Anxiety can be at the root of some of those body language mistakes, which is why it pays to spend time researching the company and its interview process before showing up. It’s also worth noting that companies are increasingly asking questions that require candidates to think on their feet and engage in a challenge. Google (GOOG) became famous for the approach over a decade ago, but the strategy could fluster some job hunters, especially if they haven’t searched for a job recently. 

“The best solution to minimize pre-interview anxiety is solid preparation,” said Rosemary Haefner, chief human resources officer for CareerBuilder, in a statement. “If you don’t read about the company and research your role thoroughly, you could magnify your fear of interviewing poorly and lose the opportunity.”

Hiring managers identified five deal-breakers for job candidates, with two-thirds saying they wouldn’t hire a worker who was caught lying about something. A close runner-up was people who answer a cellphone or text during an interview (64 percent). The remaining deal-breakers are candidates who appear arrogant or entitled (59 percent); candidates who are inappropriately dressed (49 percent); and candidates who appear to lack accountability (48 percent).

Aside from prepping for a company’s interview questions, it’s essential to project positive body language, which CareerBuilder said can have even more influence than verbal responses. 

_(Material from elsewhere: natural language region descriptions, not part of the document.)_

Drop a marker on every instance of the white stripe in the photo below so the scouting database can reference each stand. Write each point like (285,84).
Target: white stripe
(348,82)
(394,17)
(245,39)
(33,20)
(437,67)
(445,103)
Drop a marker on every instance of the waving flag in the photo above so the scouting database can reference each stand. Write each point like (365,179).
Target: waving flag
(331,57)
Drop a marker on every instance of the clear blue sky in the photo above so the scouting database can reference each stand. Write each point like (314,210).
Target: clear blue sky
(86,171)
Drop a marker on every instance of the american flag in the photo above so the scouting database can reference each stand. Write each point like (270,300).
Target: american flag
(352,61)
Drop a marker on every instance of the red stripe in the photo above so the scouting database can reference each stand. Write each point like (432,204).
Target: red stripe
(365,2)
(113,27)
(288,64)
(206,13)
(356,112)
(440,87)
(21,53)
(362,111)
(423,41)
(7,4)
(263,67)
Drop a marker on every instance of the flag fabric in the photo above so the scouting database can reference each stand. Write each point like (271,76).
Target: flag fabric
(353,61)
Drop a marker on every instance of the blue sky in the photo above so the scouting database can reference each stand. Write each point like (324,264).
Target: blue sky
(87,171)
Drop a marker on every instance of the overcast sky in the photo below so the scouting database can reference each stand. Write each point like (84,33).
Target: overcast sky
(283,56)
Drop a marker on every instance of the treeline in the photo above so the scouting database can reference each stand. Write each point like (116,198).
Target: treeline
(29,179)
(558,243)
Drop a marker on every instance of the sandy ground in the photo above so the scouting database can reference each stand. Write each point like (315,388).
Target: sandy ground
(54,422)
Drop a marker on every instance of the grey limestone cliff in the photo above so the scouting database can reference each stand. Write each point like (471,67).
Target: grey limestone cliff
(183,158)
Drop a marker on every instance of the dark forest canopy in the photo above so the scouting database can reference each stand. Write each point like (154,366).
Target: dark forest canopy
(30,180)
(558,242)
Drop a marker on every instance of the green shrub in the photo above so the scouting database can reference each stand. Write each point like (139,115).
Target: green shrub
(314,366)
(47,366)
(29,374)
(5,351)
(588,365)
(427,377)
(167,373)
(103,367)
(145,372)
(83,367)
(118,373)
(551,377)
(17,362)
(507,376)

The following body language mistakes can quickly sink a job seeker’s chances, CareerBuilder found, which cited the percentage of hiring managers who said the behavior was an issue. 

  1. Failing to make eye contact: 67 percent
  2. Failing to smile: 39 percent
  3. Playing with something on the table: 34 percent
  4. Fidgeting too much in their seats: 32 percent
  5. Crossing their arms over their chests: 32 percent
  6. Having bad posture: 31 percent
  7. Playing with their hair or touching their faces: 28 percent
  8. Having a weak handshake: 22 percent
  9. Using too many hand gestures: 13 percent
  10. Having a handshake that was too strong: 9 percent

Asked about the strangest things job candidates have done in interviews, hiring managers offered a few doozies, such as bringing food to the meeting and not offering to share it. 

Here are their responses: 

  • Candidate asked to step away to call his wife to ask her if the starting salary was enough before he agreed to continue with the interview.
  • Candidate asked where the nearest bar was located.
  • Candidate brought his childhood toys to the interview.
  • Candidate ate a pizza he brought with him (and didn’t offer to share).
  • Candidate asked interviewer why her aura didn’t like the candidate.
  • Candidate invited interviewer to dinner afterwards.
  • Candidate stated that if the interviewer wanted to get to heaven, she would hire him.
  • Candidate ate crumbs off the table.
  • Candidate said her hair was perfect when asked why she should become part of the team.
  • Candidate sang to a song on the radio playing overhead.
  • Candidate bragged about being in the local newspaper for allegedly stealing a treadmill from an older woman’s house.
  • Candidate put on and took off her sunglasses.